Not having full control over when his next victory comes may seem disappointing, but Hamilton says teamwork is part of the attraction. What’s more, Mercedes has won him six of the seven world titles in his career, and he’s confident they’ll do it again.

“I follow other sports and want it to be all about my ability, but in Formula 1 the ability of so many people comes together,” he says. “Communication, scope of work, processes determine the direction in which you will move.

“It’s like we were all rowing a boat and while we had Toto [Wolff, team principal] above the steering mechanism, we, as drivers, are also part of the pivot that guides it in the right direction.

“It’s definitely hard, but it should never be an excuse, it takes work and I really wouldn’t want it any other way. Honestly, if it was easy and every day was easy and you just get through it, it just wouldn’t be a problem.

“I like to work with everyone and challenge people and they challenge me. This year, I admit that we haven’t done a great job, but that doesn’t mean we won’t be able to do a great job in the future. We’ve done this in the past.”

However, the big question remains: How long will it take Mercedes to get back to winning?

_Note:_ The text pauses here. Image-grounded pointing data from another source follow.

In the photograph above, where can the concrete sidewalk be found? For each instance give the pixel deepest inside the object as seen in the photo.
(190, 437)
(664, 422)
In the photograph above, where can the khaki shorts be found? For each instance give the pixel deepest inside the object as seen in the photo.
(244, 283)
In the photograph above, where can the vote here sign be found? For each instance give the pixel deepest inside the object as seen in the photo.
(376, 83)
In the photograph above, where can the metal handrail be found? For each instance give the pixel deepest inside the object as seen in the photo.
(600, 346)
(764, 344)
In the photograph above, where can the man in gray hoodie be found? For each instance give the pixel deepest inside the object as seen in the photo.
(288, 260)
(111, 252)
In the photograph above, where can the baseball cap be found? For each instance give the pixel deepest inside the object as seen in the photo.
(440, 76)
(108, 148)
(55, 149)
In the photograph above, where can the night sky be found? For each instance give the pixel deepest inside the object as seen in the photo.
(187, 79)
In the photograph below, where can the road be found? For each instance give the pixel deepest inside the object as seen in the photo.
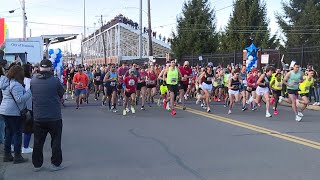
(153, 145)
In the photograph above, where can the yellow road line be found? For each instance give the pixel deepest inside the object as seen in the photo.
(259, 129)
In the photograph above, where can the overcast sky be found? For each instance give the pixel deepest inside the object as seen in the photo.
(66, 16)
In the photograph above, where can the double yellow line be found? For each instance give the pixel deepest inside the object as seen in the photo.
(284, 136)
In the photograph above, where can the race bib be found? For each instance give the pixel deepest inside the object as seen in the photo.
(132, 82)
(245, 82)
(173, 80)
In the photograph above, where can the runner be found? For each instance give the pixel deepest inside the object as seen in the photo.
(97, 82)
(243, 88)
(292, 81)
(263, 89)
(80, 81)
(276, 86)
(186, 73)
(172, 74)
(151, 84)
(142, 86)
(121, 74)
(130, 83)
(234, 86)
(110, 80)
(206, 78)
(163, 86)
(252, 86)
(305, 86)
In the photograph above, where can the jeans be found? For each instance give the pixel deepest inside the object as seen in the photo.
(317, 94)
(13, 131)
(2, 125)
(40, 130)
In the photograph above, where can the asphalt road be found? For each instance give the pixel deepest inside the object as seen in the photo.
(152, 145)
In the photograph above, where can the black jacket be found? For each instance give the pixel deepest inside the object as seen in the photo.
(47, 92)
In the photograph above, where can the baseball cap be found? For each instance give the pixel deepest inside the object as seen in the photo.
(45, 63)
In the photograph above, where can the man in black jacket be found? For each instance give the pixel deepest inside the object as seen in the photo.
(47, 92)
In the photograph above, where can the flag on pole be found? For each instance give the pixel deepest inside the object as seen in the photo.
(2, 31)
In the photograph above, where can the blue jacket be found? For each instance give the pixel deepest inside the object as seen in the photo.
(47, 92)
(8, 107)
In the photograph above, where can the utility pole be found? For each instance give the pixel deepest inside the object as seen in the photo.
(24, 19)
(103, 43)
(150, 30)
(140, 32)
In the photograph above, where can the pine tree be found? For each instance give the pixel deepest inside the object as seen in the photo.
(195, 30)
(248, 20)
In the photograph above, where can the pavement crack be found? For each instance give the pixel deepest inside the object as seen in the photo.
(178, 160)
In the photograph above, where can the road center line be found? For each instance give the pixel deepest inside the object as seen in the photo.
(284, 136)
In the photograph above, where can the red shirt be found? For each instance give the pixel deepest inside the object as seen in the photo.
(185, 71)
(152, 78)
(131, 84)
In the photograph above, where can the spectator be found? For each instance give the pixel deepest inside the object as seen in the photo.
(47, 93)
(1, 118)
(14, 100)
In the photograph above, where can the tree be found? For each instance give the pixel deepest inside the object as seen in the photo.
(248, 21)
(195, 30)
(300, 25)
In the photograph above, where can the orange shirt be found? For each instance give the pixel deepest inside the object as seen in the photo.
(81, 78)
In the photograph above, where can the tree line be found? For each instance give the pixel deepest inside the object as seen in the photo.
(299, 23)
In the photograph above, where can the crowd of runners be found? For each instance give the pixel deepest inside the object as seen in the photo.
(133, 85)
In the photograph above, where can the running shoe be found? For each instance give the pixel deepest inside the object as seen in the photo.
(173, 112)
(133, 111)
(268, 114)
(298, 118)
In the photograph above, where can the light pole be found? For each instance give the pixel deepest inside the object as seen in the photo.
(140, 32)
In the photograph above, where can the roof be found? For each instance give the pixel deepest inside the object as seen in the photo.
(58, 38)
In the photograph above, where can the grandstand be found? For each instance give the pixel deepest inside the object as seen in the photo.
(121, 37)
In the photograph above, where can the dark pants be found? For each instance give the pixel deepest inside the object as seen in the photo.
(13, 131)
(41, 129)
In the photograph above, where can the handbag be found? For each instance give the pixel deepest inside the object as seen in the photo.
(24, 113)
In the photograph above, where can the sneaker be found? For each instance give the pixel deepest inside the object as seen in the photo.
(173, 112)
(18, 159)
(27, 150)
(164, 103)
(198, 99)
(56, 168)
(37, 169)
(272, 100)
(298, 118)
(268, 115)
(300, 114)
(133, 111)
(281, 99)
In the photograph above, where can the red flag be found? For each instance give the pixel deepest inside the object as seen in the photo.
(1, 31)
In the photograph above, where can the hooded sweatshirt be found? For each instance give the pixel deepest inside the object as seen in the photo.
(8, 106)
(47, 92)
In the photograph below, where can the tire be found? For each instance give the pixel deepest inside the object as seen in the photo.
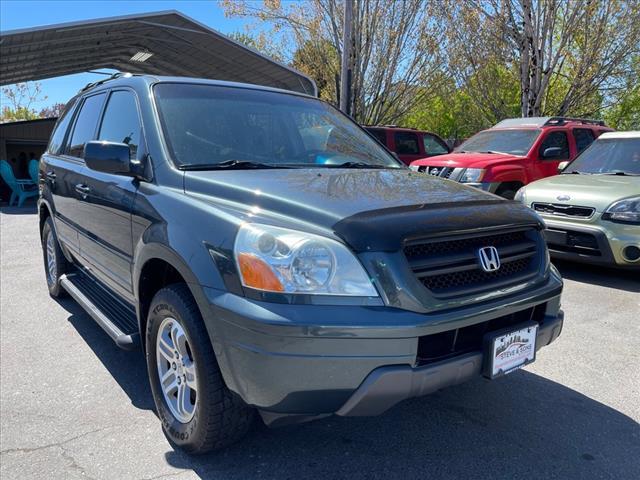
(55, 263)
(210, 418)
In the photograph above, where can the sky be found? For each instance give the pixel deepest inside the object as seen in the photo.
(17, 14)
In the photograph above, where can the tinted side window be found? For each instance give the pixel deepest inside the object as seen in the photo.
(85, 126)
(121, 122)
(432, 146)
(55, 143)
(584, 137)
(407, 143)
(556, 139)
(380, 135)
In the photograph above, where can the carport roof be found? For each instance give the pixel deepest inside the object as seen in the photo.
(164, 43)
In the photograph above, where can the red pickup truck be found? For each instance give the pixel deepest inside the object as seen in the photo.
(514, 152)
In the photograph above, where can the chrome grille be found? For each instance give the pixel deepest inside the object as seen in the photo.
(563, 210)
(450, 267)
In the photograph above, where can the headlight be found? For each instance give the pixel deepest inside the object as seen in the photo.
(521, 196)
(472, 175)
(282, 260)
(624, 211)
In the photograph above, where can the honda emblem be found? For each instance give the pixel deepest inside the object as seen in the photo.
(489, 259)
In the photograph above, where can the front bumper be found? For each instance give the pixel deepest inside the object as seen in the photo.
(608, 241)
(386, 386)
(309, 360)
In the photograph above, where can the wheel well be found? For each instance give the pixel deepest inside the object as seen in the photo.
(155, 274)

Hamilton’s current contract expires at the end of next season and there are already rumors about who will replace him if he retires. But he says the challenge of bringing Mercedes back to the top of the grid could keep him in F1 for even longer than he originally intended.

“Definitely, because it will take more than a year than [to get back to the front of the grid]”, he says. “I think if we had just won the title last year and then won again this year, definitely life would be in a different place and I would be on a different course.

“I love that he went through an even more difficult phase and we have to get through this tough tiring period and get to the point where we are a little lighter and we swim a little more. So yes, I would say that it motivated me to stay longer.

“Besides, I feel fit, I find ways to feel better physically. The psychological challenge is a constant thing, and it will always be, because this is something that concerns us athletes, because we are on the verge.

“But now where I am in life, I am very grateful for the opportunity that I have here. I like to think that I still deserve a place here. And yes, I have a lot of work to do.”